Justice Notes: The Letter
A White-Collar Journal forum for criminal justice, lived experience, and the personal search for redemption
The Letter They Tried to Stop
Notes from an anonymous incarcerated writer
For this week’s Justice Notes, I want to share excerpts and reflections from a handwritten letter I recently received from an incarcerated writer participating in a prison writing mentorship program. To protect his safety and privacy, identifying details have been removed or altered.
The envelope arrived after weeks of silence.
Eight handwritten pages. Dense cursive. Blue prison stationery. A letter written slowly, carefully, under conditions most of us would find psychologically unbearable.
The writer apologized repeatedly for the delay. He had been transferred between institutions, caught in what he described as a prison “gang roundup,” subjected to mail interference, and blocked from educational programs.
Dear Mr. DiMenna,
How are you? I pray you’re in good health. I’m glad that someone of your background and expertise could enjoy my story and offer genuine advice based upon a sincere wish to help.
I’m concerned that maybe you did not receive the entire piece. The ending to the story came when Munchie reached for the phone near the officer and it rang — prompting the officer, who was only pretending to be asleep, to awaken and answer it. Fortunately for Munchie, the call was to inform the officer that bail had been posted.
“Munchie” is part of a series involving a drug-addicted nut-case whom I use as a satirical example of the deeper macho mindset driven by substance abuse, faulty reasoning, and mental illness. I wanted to address these issues in a way that wouldn’t alienate the people it was intended to enlighten.
Yes, I have been through the arrest process on virtually every level, from juvenile to adult, so the detail comes from personal experience. I am from a family that hails from the epicenter of Tallahassee’s crack epidemic. I have met countless “Munchies,” as well as archetypes of each character I described.
I became an avid reader while in a youth facility where fiction salvaged what was left of my sanity. I attended community college and always had a knack for storytelling. Had incarceration not interrupted my rap aspirations, I probably never would have considered writing as a serious outlet.
I’m serving a long sentence for violent charges. I began writing fiction after reading novels in prison. Ever since my first project, I’ve been honing my skills, developing my literary palate, and studying the craft and niche of Black fiction writing.
I read widely. I have a GED and am trying to enroll in college correspondence programs in hopes of earning a degree in some literary field. I intend to market my fiction creatively using digital avenues and social media.
But I also need to explain the difficulties I’ve faced simply by corresponding with organizations that encourage inmates to pursue constructive outlets. Mail between prisoners and outside organizations tends to be monitored, harassed, and where possible, discouraged.
I apologize for the late response, but it has been hectic for me being transferred from one institution to another. I was caught up in a “gang roundup” initiated by a new warden. I’m only now beginning to settle into another institution.

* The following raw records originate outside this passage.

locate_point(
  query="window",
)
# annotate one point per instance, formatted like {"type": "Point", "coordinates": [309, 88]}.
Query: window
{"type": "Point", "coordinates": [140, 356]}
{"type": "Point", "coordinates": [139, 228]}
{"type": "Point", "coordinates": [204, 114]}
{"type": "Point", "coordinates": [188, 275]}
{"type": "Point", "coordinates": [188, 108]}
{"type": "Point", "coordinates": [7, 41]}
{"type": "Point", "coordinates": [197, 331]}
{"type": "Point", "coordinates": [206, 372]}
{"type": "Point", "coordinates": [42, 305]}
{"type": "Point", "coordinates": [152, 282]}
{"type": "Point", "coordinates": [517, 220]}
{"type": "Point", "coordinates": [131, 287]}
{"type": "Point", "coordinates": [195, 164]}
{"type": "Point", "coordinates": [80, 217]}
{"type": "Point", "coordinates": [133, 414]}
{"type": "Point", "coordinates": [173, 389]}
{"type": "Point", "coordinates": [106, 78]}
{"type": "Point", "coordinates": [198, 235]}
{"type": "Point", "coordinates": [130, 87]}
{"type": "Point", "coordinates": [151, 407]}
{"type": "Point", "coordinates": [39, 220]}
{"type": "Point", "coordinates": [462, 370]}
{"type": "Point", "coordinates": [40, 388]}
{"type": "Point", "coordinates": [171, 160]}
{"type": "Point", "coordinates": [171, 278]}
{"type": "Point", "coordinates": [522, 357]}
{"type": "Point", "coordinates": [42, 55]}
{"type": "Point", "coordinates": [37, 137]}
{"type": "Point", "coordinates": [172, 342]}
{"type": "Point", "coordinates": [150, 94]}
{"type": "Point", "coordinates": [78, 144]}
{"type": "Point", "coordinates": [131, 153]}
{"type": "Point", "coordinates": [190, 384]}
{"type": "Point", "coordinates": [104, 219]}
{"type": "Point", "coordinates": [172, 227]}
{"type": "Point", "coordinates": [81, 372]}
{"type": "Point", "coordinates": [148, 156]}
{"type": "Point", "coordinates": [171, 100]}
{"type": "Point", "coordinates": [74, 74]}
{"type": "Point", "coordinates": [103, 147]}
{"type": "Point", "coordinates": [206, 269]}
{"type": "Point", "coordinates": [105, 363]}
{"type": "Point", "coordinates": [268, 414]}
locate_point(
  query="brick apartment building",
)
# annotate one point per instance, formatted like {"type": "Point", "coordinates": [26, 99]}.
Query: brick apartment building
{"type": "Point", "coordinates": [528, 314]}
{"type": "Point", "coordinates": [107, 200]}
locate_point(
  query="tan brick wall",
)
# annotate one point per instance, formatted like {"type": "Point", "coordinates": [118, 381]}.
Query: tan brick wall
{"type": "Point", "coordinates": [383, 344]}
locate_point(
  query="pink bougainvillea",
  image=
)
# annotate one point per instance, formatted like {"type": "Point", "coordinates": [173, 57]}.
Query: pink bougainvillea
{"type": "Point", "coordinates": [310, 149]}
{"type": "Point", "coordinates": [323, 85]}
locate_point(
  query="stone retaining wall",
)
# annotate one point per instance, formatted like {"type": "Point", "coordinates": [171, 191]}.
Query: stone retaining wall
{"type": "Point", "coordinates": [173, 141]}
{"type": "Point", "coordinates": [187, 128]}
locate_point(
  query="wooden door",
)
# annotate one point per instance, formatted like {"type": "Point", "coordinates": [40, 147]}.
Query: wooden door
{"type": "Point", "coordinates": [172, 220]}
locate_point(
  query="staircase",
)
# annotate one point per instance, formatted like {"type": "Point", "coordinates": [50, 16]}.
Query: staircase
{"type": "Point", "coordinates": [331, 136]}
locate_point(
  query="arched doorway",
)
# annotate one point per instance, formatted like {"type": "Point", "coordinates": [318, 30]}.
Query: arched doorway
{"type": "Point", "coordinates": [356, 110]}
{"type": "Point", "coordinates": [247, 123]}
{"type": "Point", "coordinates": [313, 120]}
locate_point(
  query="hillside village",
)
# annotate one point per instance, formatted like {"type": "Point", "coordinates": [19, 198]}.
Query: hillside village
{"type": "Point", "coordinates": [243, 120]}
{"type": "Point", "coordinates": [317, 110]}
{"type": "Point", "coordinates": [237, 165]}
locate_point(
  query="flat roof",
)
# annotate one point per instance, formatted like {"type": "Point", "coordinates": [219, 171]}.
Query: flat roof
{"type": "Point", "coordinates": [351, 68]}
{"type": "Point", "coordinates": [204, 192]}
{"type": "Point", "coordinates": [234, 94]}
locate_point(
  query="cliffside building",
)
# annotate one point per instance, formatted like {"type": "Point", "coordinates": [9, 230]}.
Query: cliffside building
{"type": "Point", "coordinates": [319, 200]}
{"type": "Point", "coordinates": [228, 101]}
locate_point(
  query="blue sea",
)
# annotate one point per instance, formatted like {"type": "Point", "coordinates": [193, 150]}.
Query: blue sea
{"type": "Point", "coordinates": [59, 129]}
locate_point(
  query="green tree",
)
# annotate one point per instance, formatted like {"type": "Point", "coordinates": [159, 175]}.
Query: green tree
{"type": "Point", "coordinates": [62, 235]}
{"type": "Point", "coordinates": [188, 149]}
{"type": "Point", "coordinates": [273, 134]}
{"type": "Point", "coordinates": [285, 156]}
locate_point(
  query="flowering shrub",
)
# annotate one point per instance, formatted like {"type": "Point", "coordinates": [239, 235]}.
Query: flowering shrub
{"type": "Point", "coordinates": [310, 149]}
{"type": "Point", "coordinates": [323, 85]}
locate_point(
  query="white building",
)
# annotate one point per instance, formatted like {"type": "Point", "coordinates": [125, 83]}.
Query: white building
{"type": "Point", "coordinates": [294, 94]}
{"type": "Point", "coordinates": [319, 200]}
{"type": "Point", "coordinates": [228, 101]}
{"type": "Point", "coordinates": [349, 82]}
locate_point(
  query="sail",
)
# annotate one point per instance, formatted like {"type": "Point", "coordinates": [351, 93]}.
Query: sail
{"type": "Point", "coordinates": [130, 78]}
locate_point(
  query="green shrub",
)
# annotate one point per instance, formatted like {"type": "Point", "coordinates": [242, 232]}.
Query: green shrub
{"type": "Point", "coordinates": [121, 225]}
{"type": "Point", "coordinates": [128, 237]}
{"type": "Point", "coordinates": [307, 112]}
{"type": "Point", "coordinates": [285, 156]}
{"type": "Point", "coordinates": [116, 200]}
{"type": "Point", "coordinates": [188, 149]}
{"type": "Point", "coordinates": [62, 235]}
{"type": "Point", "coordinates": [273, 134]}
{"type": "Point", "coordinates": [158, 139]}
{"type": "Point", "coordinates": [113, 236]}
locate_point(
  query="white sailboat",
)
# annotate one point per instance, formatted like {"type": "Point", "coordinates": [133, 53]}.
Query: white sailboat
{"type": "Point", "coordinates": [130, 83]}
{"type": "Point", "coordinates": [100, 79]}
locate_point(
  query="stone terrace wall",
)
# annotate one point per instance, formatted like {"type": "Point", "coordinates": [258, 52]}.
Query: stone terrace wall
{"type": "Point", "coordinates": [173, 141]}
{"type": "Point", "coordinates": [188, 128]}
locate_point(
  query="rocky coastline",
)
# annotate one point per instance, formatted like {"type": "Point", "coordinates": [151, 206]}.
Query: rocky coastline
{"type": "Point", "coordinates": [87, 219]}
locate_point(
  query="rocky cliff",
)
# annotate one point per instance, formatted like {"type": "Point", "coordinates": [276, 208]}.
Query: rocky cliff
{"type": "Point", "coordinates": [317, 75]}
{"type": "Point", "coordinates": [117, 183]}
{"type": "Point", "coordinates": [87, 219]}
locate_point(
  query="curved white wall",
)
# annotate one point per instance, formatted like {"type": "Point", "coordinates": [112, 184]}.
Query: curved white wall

I’ve repeatedly tried to enroll in educational and correspondence programs, but I feel my efforts are neither encouraged nor assisted. Due to allegations and classifications, I’ve been labeled in ways that prohibit me from jobs, programs, and opportunities.
This is enough to discourage the most tenacious inmate.
The thing is, all of the programs I’m excluded from were supposedly intended to help people like me.
I apply for every program and outside course I can, yet I still feel stonewalled and thwarted. If that’s not the case, then I feel mocked and ridiculed by authorities who are supposed to make these resources available.
Pen America and this mentorship is the only bright spot in my prison existence.
I sincerely hope and pray that we are not robbed of this gift provided by humane organizations whose presence in my life has made a huge difference in terms of my future prospects.
I need you to understand the oppressive policies and hostile viewpoints perpetuated against prisoners who threaten the secrecy of many unsavory practices routinely conducted inside prison systems.
These institutions seek to ensure people like me can never blow the whistle through writing.
They intercept and divert our stories, tamper with them, and otherwise aggravate us until we give up entirely.
I’m sorry for elaborating to this extent, but these correspondences have become my only source of expression and joy.
Let us make the most of it.
— Anonymous incarcerated writer
Published with identifying details removed to protect the writer from possible retaliation.
Justice Notes is an ongoing series examining incarceration, rehabilitation, storytelling, institutional power, and the lives that exist behind prison walls.